We then headed over to the public library and checked out the exhibit of historic Bob memorabilia. The library also had maps of the Bob Dylan Walk. By the way, Hibbing’s downtown is very walkable. We checked on the impressive Androy Hotel, site of Bob’s Bar Mitzvah, and the spectacular 1923 Hibbing High School, just outside the central business district, from which Bob graduated, with 424 others, in 1959.
Then we did the shopping thing (passing by the Agudeth Achim Synagogue on the way) including Rupar Music (formerly Crippa Music) where Bob heard all the latest releases and I admired the guitars, and the St. Vincent de Paul, where we found some overalls for our youngest daughter. We were aided in our purchasing excursion by the Downtown Hibbing Shopping Guide, sponsored by the Downtown Merchants Association.
Then it was time for a late lunch. We, of course, ate at Zimmy’s, surrounded by images of Bob.
That’s only nine things; I had to be at a meeting the next morning and so our exploration was cut short. However, on the way out of town, we swung by North Hibbing and saw the mine that was once the location of the original town of Hibbing and Bob’s home. Then we bought gas and hit the highway.
So Hayes is right, it takes ten things, and enough vacation days, to get folks to spend the night. If you’ve got some ideas of things to be included in Northfield’s package, swing into the Historic Society and mention them to Hayes.
Tell him Ross sent you.
Steve Edwins, of the Historic Preservation Commission, and Hayes Scriven, of the Northfield Historical Society, quickly assembled a group of interested parties for a meeting this morning. The topic was the creation of a website, or at least a web presence, of what was referred to as a “Historic Walking Tour Podcast”.
The idea, continuing threads of 10 to 20 years of various discussions, was advanced as a result of one of the sessions at the recent Historic Preservation Conference.
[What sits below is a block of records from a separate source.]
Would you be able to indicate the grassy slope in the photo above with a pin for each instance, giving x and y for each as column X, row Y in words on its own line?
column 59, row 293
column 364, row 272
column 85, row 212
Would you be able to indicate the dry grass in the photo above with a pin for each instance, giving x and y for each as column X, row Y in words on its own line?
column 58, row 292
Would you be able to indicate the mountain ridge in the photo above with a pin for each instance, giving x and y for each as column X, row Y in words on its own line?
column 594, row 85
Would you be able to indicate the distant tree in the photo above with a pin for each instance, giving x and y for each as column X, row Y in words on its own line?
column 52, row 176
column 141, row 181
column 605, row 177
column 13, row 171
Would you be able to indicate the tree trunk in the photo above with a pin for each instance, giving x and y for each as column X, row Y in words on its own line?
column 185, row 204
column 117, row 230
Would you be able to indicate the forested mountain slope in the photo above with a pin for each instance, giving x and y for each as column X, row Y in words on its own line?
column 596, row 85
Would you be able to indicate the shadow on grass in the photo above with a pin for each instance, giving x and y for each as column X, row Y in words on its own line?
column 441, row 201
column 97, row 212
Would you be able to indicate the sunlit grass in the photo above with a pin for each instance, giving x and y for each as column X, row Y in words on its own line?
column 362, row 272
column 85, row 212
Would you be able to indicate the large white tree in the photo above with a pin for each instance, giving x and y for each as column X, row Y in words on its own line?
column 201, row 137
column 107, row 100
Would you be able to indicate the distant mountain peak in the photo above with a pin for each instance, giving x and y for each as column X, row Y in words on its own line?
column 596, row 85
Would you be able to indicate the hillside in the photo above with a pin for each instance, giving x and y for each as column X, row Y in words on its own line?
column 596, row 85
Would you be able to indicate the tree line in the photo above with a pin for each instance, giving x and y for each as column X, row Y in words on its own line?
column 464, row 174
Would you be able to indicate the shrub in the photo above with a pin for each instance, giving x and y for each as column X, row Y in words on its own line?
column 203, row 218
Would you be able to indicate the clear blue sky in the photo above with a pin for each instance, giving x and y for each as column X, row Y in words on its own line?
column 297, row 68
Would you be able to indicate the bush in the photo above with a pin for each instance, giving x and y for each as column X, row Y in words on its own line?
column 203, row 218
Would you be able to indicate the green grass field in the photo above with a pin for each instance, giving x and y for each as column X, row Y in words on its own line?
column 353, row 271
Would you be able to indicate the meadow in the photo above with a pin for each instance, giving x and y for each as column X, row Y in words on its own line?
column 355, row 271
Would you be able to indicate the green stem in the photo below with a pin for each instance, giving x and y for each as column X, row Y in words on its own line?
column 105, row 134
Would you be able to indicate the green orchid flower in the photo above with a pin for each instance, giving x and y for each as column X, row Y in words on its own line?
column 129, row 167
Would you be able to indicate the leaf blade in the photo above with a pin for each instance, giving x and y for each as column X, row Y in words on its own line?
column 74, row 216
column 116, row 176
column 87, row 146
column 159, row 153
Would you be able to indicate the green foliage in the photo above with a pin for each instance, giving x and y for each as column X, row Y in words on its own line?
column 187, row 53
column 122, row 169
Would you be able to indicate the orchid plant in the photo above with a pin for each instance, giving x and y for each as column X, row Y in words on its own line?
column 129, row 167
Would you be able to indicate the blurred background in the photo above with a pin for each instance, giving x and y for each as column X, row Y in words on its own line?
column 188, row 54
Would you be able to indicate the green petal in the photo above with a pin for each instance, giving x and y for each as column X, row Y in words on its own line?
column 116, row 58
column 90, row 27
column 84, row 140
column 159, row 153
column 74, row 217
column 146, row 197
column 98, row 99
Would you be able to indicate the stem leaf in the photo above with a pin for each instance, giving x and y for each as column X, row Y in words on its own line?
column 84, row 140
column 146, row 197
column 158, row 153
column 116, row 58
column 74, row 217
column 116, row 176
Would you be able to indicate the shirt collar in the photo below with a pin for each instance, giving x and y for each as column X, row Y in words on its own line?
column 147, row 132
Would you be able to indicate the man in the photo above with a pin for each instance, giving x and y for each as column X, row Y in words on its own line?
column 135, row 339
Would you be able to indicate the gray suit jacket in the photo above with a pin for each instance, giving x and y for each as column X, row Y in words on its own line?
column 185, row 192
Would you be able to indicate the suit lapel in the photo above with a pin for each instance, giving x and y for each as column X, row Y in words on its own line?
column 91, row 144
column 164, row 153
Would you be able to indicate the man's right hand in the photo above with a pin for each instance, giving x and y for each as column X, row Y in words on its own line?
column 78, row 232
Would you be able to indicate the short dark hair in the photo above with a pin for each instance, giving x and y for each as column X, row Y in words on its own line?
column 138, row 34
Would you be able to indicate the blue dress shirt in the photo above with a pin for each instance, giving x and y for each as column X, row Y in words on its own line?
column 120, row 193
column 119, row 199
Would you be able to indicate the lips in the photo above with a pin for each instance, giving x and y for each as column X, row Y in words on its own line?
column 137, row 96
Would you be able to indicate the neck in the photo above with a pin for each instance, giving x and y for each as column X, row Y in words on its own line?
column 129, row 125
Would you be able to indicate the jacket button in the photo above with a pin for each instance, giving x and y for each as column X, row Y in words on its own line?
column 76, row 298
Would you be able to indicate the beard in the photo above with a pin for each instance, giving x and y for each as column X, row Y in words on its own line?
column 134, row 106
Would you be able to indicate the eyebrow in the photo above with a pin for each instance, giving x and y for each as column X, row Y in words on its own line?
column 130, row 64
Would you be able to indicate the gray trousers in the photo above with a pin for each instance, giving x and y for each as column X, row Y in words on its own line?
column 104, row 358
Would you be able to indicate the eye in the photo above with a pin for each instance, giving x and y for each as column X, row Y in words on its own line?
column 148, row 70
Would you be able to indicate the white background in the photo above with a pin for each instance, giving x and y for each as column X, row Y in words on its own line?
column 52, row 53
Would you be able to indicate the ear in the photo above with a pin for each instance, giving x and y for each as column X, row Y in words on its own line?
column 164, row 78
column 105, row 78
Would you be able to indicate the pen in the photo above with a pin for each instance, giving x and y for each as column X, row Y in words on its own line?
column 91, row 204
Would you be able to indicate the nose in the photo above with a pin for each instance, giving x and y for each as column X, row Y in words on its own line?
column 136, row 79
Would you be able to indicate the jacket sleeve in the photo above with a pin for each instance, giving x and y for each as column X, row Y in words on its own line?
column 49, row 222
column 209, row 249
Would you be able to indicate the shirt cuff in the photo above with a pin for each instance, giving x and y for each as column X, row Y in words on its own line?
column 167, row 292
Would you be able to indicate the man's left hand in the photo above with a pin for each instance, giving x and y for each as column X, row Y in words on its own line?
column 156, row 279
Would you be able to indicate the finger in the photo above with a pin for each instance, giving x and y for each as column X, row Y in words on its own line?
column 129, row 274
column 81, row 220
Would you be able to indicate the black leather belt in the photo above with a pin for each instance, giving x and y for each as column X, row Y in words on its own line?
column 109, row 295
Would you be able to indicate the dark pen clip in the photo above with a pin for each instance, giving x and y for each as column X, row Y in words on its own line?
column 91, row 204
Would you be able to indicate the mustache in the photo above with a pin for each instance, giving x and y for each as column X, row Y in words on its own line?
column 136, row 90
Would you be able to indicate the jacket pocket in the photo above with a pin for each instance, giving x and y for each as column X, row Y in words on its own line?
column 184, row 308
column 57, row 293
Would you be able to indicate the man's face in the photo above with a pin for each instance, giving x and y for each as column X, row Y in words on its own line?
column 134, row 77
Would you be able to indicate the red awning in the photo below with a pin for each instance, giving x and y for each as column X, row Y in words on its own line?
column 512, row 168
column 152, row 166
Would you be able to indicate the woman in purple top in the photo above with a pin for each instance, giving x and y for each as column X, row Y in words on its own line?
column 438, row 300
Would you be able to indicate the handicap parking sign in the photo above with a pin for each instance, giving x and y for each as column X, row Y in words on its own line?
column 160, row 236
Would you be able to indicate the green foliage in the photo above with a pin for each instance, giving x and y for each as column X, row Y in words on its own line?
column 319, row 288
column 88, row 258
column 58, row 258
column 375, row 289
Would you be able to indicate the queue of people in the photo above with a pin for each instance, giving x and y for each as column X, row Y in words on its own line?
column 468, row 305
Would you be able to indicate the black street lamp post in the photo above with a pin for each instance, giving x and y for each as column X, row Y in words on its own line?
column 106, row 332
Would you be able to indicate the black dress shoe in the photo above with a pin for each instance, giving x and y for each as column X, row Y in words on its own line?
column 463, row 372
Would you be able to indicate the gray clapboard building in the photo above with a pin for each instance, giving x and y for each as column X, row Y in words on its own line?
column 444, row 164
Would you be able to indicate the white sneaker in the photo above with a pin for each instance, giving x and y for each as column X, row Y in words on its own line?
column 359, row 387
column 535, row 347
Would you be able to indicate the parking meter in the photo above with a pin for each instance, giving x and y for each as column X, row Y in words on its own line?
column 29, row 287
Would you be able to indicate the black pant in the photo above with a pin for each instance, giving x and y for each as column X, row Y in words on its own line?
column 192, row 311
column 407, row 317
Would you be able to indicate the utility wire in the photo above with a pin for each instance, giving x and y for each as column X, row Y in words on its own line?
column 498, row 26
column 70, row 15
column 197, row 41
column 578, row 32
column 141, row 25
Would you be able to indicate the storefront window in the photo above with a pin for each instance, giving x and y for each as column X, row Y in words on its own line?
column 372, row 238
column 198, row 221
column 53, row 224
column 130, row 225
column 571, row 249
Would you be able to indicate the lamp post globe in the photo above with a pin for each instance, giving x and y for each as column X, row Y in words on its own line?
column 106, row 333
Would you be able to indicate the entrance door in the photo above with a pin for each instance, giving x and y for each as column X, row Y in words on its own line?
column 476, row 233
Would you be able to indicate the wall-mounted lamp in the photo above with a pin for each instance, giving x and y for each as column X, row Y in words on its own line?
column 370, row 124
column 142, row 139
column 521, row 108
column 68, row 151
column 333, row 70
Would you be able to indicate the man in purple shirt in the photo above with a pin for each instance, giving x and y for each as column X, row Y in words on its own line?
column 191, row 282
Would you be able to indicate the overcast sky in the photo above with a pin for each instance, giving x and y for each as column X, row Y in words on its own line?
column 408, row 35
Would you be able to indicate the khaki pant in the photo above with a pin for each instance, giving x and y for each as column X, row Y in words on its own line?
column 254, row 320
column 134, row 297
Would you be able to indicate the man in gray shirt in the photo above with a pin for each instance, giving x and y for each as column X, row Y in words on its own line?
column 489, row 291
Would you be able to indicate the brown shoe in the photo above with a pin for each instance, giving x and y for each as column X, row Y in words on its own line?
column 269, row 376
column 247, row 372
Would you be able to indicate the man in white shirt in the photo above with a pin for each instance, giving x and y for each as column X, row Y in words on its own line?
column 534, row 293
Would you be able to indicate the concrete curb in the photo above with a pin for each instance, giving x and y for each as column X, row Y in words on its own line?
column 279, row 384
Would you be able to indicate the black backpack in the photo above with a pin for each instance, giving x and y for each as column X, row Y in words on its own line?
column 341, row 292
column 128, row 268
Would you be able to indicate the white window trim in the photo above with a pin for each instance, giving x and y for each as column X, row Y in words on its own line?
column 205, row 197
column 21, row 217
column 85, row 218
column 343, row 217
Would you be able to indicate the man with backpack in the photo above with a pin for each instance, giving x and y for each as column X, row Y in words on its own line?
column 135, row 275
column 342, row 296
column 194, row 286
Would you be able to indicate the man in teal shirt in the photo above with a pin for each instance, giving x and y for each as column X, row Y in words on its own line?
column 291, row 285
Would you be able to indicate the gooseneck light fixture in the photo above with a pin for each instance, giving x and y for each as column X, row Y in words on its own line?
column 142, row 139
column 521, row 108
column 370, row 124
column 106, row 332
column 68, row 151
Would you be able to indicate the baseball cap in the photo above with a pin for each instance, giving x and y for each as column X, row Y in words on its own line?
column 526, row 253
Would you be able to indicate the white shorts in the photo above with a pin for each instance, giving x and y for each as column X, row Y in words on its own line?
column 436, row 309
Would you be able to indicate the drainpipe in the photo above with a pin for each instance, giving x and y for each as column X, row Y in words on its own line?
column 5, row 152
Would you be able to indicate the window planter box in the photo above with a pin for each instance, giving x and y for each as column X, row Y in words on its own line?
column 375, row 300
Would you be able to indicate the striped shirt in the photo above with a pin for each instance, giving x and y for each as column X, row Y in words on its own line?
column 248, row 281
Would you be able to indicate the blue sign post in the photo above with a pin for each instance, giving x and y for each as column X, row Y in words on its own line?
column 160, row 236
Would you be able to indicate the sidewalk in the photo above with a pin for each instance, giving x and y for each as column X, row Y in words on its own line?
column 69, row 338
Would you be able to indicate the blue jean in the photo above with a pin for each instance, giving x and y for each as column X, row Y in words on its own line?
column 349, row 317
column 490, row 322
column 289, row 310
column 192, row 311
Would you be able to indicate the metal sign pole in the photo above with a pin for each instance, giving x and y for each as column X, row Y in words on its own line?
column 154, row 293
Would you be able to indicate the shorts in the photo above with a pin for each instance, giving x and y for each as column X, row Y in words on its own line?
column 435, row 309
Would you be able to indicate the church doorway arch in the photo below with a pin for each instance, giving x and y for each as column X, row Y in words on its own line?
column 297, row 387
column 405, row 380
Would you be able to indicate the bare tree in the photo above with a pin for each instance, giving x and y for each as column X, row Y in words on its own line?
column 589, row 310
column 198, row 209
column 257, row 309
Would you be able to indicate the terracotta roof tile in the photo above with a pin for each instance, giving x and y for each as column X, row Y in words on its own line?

The specific inspiration was New Ulm’s historic tour.
In addition to Edwins and Scriven (and, of course, me), Joe Hargis of Carleton College, Kathy Feldbrugge of the Convention and Visitors Bureau, and Lynn Young of the Northfield Public Library participated, watching New Ulm’s show and voicing their enthusiasm for the piece. Representatives of St. Olaf College and the Arts and Culture Commission were invited but unable to attend on such short notice.
Edwins suggested that the power of New Ulm’s podcast was the linking of historic sites with heritage stories. In addition to bringing history to life, the stories offer another compelling reason to visit the featured community.
The group also explored related topics, including the need for a central and neutral portal with clear and appealing links to other sites, organized by interest areas such as arts and culture, economic development, history, and shopping. During the discussion, all the attendees voiced recognition of the effectiveness of enhancing text with images.
Everyone praised the New Ulm concept and offered their assistance to the Northfield initiative. Hayes is going to convene another, and larger, gathering in the near future, at which experienced potential resource people will present to the participants.